Улыбка навсегда | страница 7
Сколько их сберег для закона дядя Костас — трудно точно сказать. Может быть, двести, может быть, двести пятьдесят: вначале он вел свой подсчет, с элементами психологической классификации (столько-то спокойных, столько-то унылых, столько-то буйных), но потом сообразил, что в самих этих подсчетах есть нечто противозаконное и непорядочное. Кому надо — тот и так считал, а кому не надо (дяде Костасу, например, этого никто не поручал), тот считать не должен. Это все равно что заниматься пересчетом денег в чужом кармане — занятие, с точки зрения каждого серьезного грека, бессмысленное.
И вот в Каллитею привезли осужденного Белоянниса. Само это имя дяде Костасу ничего не говорило: с тех пор как кончилась многолетняя смута и власть проявила достаточную твердость, дядя Костас перестал интересоваться политикой. Политика унесла обоих его сыновей (старший был убит немцами в годы Сопротивления, младший — партизанами во время гражданской войны), не дав ничего взамен, и теперь дядя Костас желал только оставаться наедине с законом, который дает гарантию того, что причина предшествует следствию. У себя в доме он принципиально не держал никаких газет, ни правительственных, ни левых, и, когда он приходил с работы, полуслепая, полуглухая старуха, в которой дядя Костас с трудом узнавал свою жену, поспешно выключала радио: старший надзиратель не желал знать ничего, что могло бы нарушить предельно ясную и стройную систему «ВЛАСТЬ — ЗАКОН — ПОРЯДОК». Вот почему дядя Костас был, возможно, единственным тюремщиком в Греции, который мог принять под свою опеку осужденного Белоянниса, не шевельнув даже бровью.

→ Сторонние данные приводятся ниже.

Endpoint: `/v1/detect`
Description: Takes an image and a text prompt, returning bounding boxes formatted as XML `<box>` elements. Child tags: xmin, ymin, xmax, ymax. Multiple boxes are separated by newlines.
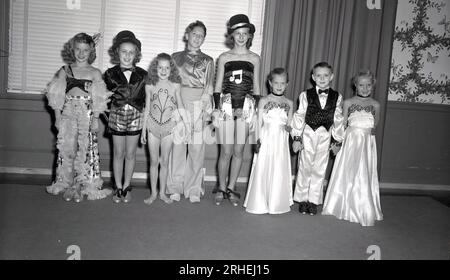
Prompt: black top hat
<box><xmin>113</xmin><ymin>30</ymin><xmax>141</xmax><ymax>51</ymax></box>
<box><xmin>228</xmin><ymin>14</ymin><xmax>255</xmax><ymax>34</ymax></box>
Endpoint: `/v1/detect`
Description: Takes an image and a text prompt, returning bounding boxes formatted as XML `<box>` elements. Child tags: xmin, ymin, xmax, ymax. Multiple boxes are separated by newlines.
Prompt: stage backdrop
<box><xmin>0</xmin><ymin>0</ymin><xmax>450</xmax><ymax>188</ymax></box>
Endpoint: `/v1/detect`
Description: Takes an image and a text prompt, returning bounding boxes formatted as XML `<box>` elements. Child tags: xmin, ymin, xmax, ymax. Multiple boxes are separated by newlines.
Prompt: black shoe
<box><xmin>308</xmin><ymin>202</ymin><xmax>317</xmax><ymax>216</ymax></box>
<box><xmin>298</xmin><ymin>201</ymin><xmax>309</xmax><ymax>215</ymax></box>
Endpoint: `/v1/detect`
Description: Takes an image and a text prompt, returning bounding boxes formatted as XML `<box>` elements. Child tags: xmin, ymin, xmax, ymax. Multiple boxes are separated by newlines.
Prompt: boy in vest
<box><xmin>291</xmin><ymin>62</ymin><xmax>344</xmax><ymax>215</ymax></box>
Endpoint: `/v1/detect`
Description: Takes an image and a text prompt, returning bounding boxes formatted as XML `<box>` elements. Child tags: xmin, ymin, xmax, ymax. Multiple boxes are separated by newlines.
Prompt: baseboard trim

Сколько их там ни прошло через руки дяди Костаса — ни один не появлялся здесь дважды. В самом даже предположении, что какой-то осужденный может появиться в отделении (смертников дважды, заключается доля угрюмого юмора. Но именно это произошло с осужденным Белояннисом. Два раза дядя Костас принимал его у себя со всеми «сопутствующими бумагами». Первый раз это было в ноябре прошлого, 1951 года, когда Белояннис пробыл в отделении смертников только двое суток, а затем был помилован и за ним явился конвой для перевода в другую тюрьму, в какую — дядя Костас не интересовался. Но даже за эти сорок восемь часов, которые для многих были часами смертных мучений, Белояннис сумел познакомиться со старшим надзирателем, и тот стал для него «дядей Костасом».
Второй раз Белояннис попал к дяде Костасу месяц назад, 1 марта нынешнего, високосного года. «Недалеко же ты уехал от меня, братец», — сказал тогда старший надзиратель, принимая осужденного от жандармов. Когда Белояннис был отведен в камеру № 2, жандармский унтер спросил дядю Костаса: «Ты что же, отец, не понял, кого принимаешь? Он Грецию продал, этот молодчик. Процесс-то какой был! На весь мир». На это дядя Костас только рукой махнул: много их сейчас, процессов, каждый божий день кого-то судят, за всеми не уследишь.